Devendra adesso è cambiato, è fidanzato, il nuovo album lo produce tutto a casa sua (cover art compresa) e lo chiama Mala, un nomignolo amoroso con cui Ana Kras, la sua ragazza serba, lo appella nella sua lingua madre, in intimità; ma è oltremodo evidente il rimando allo spagnolo (altra lingua tanto cara all’artista).
Avevo forse detto che Devendra è cambiato?
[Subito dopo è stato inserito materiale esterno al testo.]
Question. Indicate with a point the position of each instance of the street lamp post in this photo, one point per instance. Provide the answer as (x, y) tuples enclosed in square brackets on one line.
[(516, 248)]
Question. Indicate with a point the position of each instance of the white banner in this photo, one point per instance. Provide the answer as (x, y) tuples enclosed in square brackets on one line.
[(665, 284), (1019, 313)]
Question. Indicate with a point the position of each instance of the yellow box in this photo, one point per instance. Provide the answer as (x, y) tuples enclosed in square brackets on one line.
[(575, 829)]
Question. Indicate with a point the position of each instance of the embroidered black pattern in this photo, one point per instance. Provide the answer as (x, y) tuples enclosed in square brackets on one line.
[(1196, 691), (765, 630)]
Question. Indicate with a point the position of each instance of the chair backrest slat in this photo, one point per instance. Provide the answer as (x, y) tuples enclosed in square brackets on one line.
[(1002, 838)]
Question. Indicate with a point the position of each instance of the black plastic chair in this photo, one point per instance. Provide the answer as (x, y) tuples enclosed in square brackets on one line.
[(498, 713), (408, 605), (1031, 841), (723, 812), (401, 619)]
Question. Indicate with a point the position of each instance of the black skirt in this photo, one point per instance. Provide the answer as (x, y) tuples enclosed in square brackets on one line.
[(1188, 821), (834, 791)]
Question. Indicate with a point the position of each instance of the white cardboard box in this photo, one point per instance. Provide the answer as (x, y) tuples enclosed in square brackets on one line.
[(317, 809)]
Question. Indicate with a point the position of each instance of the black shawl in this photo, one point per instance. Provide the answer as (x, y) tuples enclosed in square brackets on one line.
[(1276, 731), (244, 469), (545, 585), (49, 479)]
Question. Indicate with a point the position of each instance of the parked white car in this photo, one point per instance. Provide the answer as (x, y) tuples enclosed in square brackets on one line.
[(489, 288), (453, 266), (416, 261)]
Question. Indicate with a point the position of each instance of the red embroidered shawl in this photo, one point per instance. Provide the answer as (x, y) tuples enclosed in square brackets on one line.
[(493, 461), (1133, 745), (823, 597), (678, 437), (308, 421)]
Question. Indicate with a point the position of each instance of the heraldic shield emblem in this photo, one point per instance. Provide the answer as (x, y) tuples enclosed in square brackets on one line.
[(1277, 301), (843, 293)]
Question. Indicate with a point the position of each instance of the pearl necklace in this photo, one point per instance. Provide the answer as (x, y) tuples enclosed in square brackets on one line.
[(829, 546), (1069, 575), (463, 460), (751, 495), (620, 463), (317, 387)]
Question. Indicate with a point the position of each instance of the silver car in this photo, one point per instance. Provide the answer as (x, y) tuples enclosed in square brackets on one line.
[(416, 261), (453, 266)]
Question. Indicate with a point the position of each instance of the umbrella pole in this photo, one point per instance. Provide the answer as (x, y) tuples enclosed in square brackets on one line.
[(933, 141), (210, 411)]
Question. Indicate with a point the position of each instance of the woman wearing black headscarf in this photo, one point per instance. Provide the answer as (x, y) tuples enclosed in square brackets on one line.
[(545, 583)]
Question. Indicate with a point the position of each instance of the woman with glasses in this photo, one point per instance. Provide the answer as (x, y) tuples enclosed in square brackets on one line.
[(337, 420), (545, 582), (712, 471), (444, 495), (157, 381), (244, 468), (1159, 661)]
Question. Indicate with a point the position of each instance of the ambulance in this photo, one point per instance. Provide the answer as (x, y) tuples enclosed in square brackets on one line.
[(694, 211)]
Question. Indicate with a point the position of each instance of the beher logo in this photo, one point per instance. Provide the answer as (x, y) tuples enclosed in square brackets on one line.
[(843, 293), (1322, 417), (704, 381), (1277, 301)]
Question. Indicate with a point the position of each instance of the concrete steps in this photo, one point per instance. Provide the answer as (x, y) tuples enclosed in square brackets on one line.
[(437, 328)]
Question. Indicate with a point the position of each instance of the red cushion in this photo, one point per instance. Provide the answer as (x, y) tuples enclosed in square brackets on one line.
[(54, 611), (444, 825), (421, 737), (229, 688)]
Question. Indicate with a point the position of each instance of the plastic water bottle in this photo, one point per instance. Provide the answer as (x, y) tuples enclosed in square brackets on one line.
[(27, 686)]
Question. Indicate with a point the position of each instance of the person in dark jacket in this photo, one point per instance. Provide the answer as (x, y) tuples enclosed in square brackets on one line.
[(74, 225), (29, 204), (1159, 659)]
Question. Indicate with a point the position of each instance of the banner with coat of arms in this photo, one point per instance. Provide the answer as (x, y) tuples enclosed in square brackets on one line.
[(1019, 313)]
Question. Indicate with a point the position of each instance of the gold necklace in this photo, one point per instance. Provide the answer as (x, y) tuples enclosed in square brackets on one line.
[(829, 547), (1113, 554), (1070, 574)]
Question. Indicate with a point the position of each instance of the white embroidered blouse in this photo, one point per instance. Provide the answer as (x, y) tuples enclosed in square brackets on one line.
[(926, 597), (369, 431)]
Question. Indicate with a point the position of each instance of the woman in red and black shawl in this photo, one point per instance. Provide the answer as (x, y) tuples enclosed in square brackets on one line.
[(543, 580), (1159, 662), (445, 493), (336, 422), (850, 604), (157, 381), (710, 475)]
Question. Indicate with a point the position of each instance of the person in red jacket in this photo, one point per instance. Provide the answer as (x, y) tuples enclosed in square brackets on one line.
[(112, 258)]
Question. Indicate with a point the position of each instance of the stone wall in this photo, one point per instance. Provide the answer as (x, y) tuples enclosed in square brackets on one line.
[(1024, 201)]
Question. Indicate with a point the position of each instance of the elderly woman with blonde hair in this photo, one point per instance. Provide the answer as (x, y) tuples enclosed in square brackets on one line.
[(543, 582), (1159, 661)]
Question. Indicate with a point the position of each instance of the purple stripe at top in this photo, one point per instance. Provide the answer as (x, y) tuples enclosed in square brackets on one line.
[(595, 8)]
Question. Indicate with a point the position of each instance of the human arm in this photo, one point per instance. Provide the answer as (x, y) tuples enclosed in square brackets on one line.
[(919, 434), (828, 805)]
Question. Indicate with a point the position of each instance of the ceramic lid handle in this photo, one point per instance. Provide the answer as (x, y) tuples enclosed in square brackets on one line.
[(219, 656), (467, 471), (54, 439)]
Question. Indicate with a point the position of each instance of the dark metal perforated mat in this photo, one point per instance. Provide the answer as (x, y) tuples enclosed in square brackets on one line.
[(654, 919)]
Già dal gioco di parole contenuto nel titolo è evidente, infatti, come dietro a questo minimal-pop meditativo e raffinato, spesso screziato di folk, si nasconda sempre il piglio ironico e intelligente con cui il cantautore ha sin da principio contraddistinto i suoi lavori.
Devendra stesso precisa che le tematiche delle tracce sono principalmente le difficoltà di coppia, sebbene non siano effettivamente presenti tra lui e la sua dolce metà.
Si fanno dunque largo nel disco le nuove sonorità, caratterizzate ora da una calma e riflessiva chitarra elettrica riverberata, voce profonda e percussioni dolci (Golden Girls, Daniel, Won’t You Come Home), ora da un’atmosfera più ariosa e divertita sostenuta dall’accenno di un basso (Never Seen Such Good Things) e di un synth (Won’t You Come Over, Cristobal Risquez). C’è spazio ovviamente anche per i ponti con il passato (A Gain e l’acustica Mi Negrita con tanto di cantato iberico) e per sperimentalismi (la virata dance 80s di Your Fine Petting Duck, duetto con la sua amata Ana, e la voce effettata di Hatchet Wound).
Cosa lo porti poi a dedicare una ballata acustica strumentale a uno dei suoi skater preferiti (The Ballad Of Keenan Milton) e a far diventare una santa cattolica medioevale una vj di MTv (Für Hildegard von Bingen), penso che nemmeno il suo spacciatore lo sappia.

Mala è un’opera che riporta alla luce l’estro con cui il Devendra ancora capellone e barbuto si era fatto apprezzare agli esordi e che pareva ormai perso dopo gli ultimi album; una fresca strada che viaggia piacevolmente tra le riscoperte abilità musicali dell’artista e squisite novità stilistiche.
Un breve viaggio che vale la pena vivere, come una biciclettata in campagna.

Tracce consigliate: Für Hildegard von Bingen, Your Fine Petting Duck.